En enero de 2007 pude hablar con Paco Bullich Bentanachs, que el año 1937 vivía en Cal Fiter. Había nacido allí el 11 de noviembre de 1917, hijo de los masoveros de aquella casa. La familia Bullich venían de la Guardia de Ares. El padre de Paco se llamaba Albert Bullich Llach y la madre María Bentanachs Oliva, que era hermana del dueño de Baridà, Francesc Bentanachs Oliva. Los de Cal Baridà también se dedicaban a pasar gente hacia Andorra.

Cal Fiter es la casa más grande del pueblo de Ares. Tiene los corrales y el pajar delante mismo de la casa, hacia poniente, que son los primeros edificios que se encuentran viniendo del Valle de Cabó y, por lo tanto, los primeros que encontraban las expediciones que llegaban por este camino.

Paco Bullich recuerda perfectamente que durante el año 1937, muy a menudo pasaban fugitivos por delante de su casa. La mayoría, cuando llegaban a Ares, descansaban en el corral que hay delante de su casa, fatigados por la fuerte subida desde el Valle de Cabó, y algunos incluso comían allí. Recuerda que en una ocasión eran más de treinta a comer y tuvieron que dividirse entre las casas del pueblo. Tenían corderos, gallinas, etc. Por aquella zona se hacían unas patatas muy buenas, como nos lo ha recodado también Josep Cirera en varias ocasiones.

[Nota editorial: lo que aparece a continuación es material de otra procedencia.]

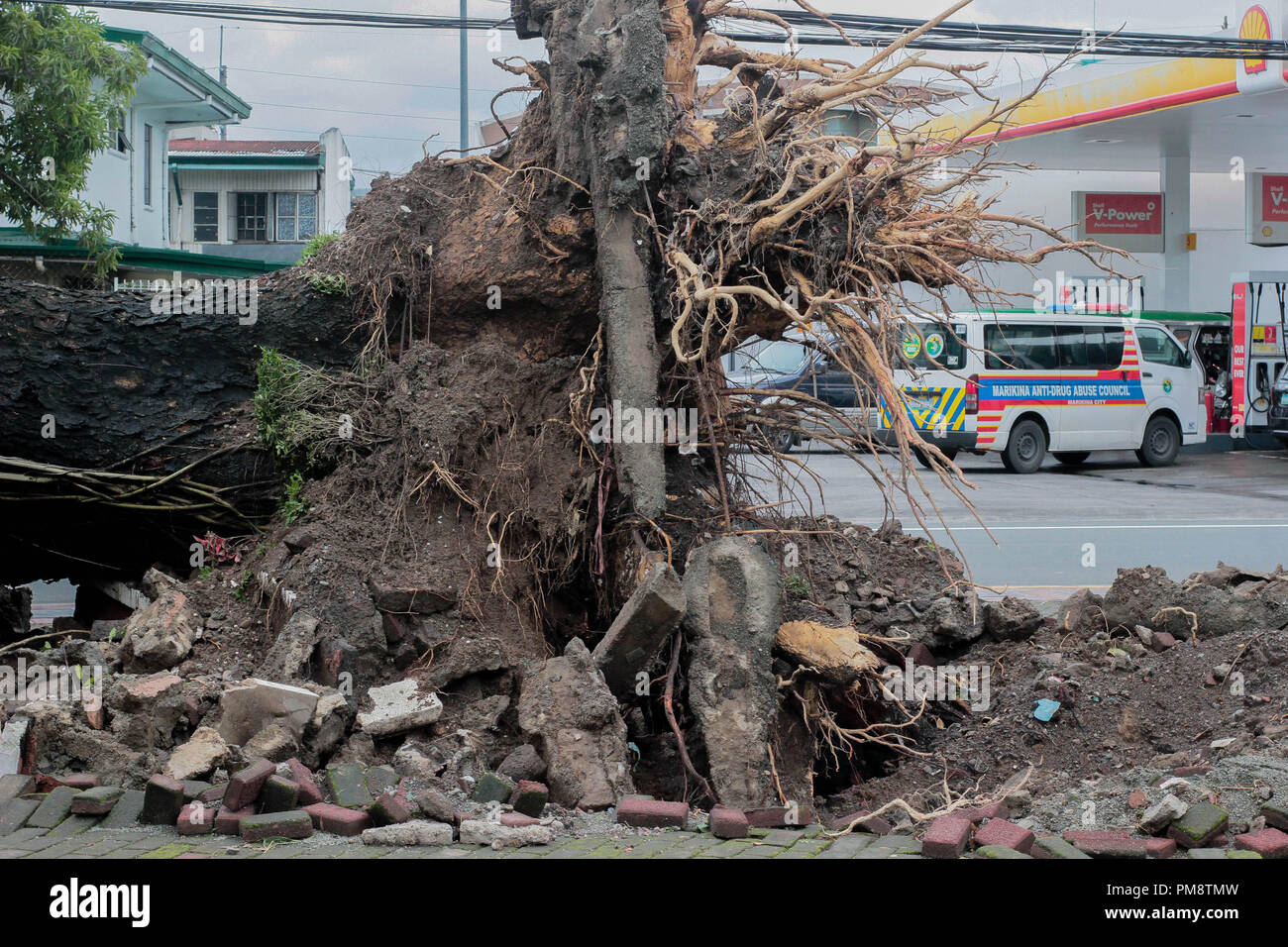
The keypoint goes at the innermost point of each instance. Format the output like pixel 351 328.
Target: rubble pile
pixel 1119 706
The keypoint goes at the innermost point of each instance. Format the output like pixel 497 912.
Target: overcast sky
pixel 387 90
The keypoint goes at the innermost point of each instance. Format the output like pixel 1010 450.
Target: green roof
pixel 17 243
pixel 155 48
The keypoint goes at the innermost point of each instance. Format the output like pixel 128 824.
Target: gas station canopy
pixel 1125 116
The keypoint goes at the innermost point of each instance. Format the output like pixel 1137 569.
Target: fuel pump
pixel 1258 329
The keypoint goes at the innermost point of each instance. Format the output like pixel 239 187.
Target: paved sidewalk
pixel 810 841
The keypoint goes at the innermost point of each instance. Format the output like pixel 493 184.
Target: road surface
pixel 1065 528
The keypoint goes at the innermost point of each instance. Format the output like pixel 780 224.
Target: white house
pixel 129 176
pixel 258 198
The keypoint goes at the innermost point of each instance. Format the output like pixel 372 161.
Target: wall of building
pixel 116 178
pixel 231 182
pixel 1216 218
pixel 338 182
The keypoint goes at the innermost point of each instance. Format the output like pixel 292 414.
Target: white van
pixel 1028 382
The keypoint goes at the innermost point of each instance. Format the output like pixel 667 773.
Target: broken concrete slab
pixel 278 795
pixel 200 757
pixel 1159 815
pixel 404 705
pixel 14 785
pixel 256 703
pixel 290 652
pixel 415 832
pixel 161 635
pixel 1201 823
pixel 389 809
pixel 734 611
pixel 228 821
pixel 402 600
pixel 478 832
pixel 836 654
pixel 14 814
pixel 338 819
pixel 523 763
pixel 326 729
pixel 54 808
pixel 648 617
pixel 567 707
pixel 196 818
pixel 303 777
pixel 274 742
pixel 98 800
pixel 529 797
pixel 127 810
pixel 162 800
pixel 492 789
pixel 643 812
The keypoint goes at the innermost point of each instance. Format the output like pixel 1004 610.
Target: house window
pixel 253 217
pixel 205 217
pixel 296 215
pixel 120 141
pixel 147 165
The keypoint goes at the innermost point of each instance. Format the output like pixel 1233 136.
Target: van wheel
pixel 780 438
pixel 1070 458
pixel 1162 442
pixel 923 459
pixel 1025 447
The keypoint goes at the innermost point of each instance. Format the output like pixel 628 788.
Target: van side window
pixel 1020 347
pixel 1104 346
pixel 1073 347
pixel 1158 348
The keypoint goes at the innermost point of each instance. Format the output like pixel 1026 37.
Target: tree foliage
pixel 60 85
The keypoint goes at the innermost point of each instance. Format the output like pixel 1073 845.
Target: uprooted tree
pixel 465 515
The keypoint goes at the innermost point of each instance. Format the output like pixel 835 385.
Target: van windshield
pixel 780 357
pixel 934 347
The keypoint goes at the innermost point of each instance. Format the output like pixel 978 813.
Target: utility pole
pixel 465 85
pixel 223 80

En septiembre de 1937, Paco fue llamado a filas, y desde este momento estuvo escondido por los bosques de Ares hasta que se acabó la guerra. Recuerda que en estos años de guerra pasaba mucha gente por Ares, y nos habla especialmente de un guía, el Bitllà de les Anoves, muy conocido y famoso, por su profesionalidad y honradez.

Para terminar, citaremos algunos testimonios de fugitivos que pasaron por Ares.

Francisco Botella recuerda en el año 1975:

Nos condujeron a una edificación baja, pequeña; dentro había restos de paja y de pienso. Era un depósito de alimentos para el ganado. Antonio había ido a ver si podíamos ocuparla, cuando nos dejó sin explicación alguna y como siempre, luego daba luz verde para que pudiéramos seguir sus planes: ahora se trataba de descansar un rato. Creo que sería una hora la que tuvimos de alivio, tumbados y con buena tempe­ratura. Luego a continuar.

Y Antoni Dalmases, en el año 1937:

En la cima hay una casa, donde hemos de reco­ger a un muchacho y, mientras le esperamos, entramos en la cuadra. Allí, sobre la paja y entre los animales dormidos, comemos un poco.

De los documentos históricos que poseemos deducimos que los componentes de la expedición de noviembre de 1937 descansaron en el primer corral que se encuentra al entrar en el pueblo de Ares, que corresponde a la casa de Cal Fiter.